Milestone 1 - Core API + Basic Drives

Description

Develop REST API (FastAPI) with endpoints for drive management including `/drives` `/feedback` and `/compute-priority`. Implement YAML-based configuration supporting curiosity (novelty-seeking) and homeostasis (energy preservation) drives. Build Docker image for local testing.

Deliverables

Functional API server Docker image 2 drive templates (curiosity homeostasis) unit tests.

Budget

$7,000 USD

Success Criterion

API handles 100+ concurrent agents; demo agent selects actions via priority scores.

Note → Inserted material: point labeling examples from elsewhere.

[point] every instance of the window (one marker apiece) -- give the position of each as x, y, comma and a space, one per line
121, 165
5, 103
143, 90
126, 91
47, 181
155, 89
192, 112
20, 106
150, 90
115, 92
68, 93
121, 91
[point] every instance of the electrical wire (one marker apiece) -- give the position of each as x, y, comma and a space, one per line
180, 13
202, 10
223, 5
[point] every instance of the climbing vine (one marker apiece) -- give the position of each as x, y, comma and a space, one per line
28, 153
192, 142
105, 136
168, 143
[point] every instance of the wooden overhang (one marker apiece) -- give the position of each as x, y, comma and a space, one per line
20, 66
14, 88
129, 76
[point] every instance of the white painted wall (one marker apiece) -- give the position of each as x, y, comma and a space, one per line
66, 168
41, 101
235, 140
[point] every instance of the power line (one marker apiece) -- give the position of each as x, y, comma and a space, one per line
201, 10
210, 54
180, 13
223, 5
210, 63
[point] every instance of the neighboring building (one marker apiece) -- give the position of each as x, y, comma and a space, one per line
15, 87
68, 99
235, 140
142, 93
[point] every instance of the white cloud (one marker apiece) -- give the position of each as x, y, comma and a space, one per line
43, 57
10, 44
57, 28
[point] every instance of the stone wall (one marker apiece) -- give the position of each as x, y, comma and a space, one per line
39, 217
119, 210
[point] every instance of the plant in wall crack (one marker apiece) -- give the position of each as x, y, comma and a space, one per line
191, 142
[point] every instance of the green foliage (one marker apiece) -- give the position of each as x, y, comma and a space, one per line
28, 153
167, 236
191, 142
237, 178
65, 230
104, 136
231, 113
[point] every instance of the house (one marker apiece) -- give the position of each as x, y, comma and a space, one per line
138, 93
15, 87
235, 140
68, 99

Milestone 2 - Agent Integration

Description

Develop MeTTA/Python client libraries with async API support. Create 2 demo agents: Explorer (prioritizes novelty) and Conservator (prioritizes resource retention). Record tutorial video showing real-time drive adjustments.

Deliverables

Client libraries 3 demo agents tutorial video load-test scripts.

Budget

$3,000 USD

Success Criterion

Agents autonomously adjust behavior; 90% API uptime under 50-agent load.

Milestone 3 - Dynamic Motivation Tuning

Description

Implement feedback-driven weight adjustment and stress-test with 10+ agents. Develop analytics dashboard to visualize drive state changes.

Deliverables

Feedback engine dashboard load-test report 5+ test cases.

Budget

$7,000 USD

Success Criterion

Drives adapt ±20% weights post-feedback; <1s API latency.

Milestone 4 - Launch Ready

Description

Finalize OpenAPI docs deployment guides and 3 tutorials. Publish DockerHub image and GitHub repo.

Deliverables

Public GitHub repo DockerHub image whitepaper 3 tutorials.

Budget

$3,000 USD

Success Criterion

500+ documentation pageviews in first month; community feedback incorporated.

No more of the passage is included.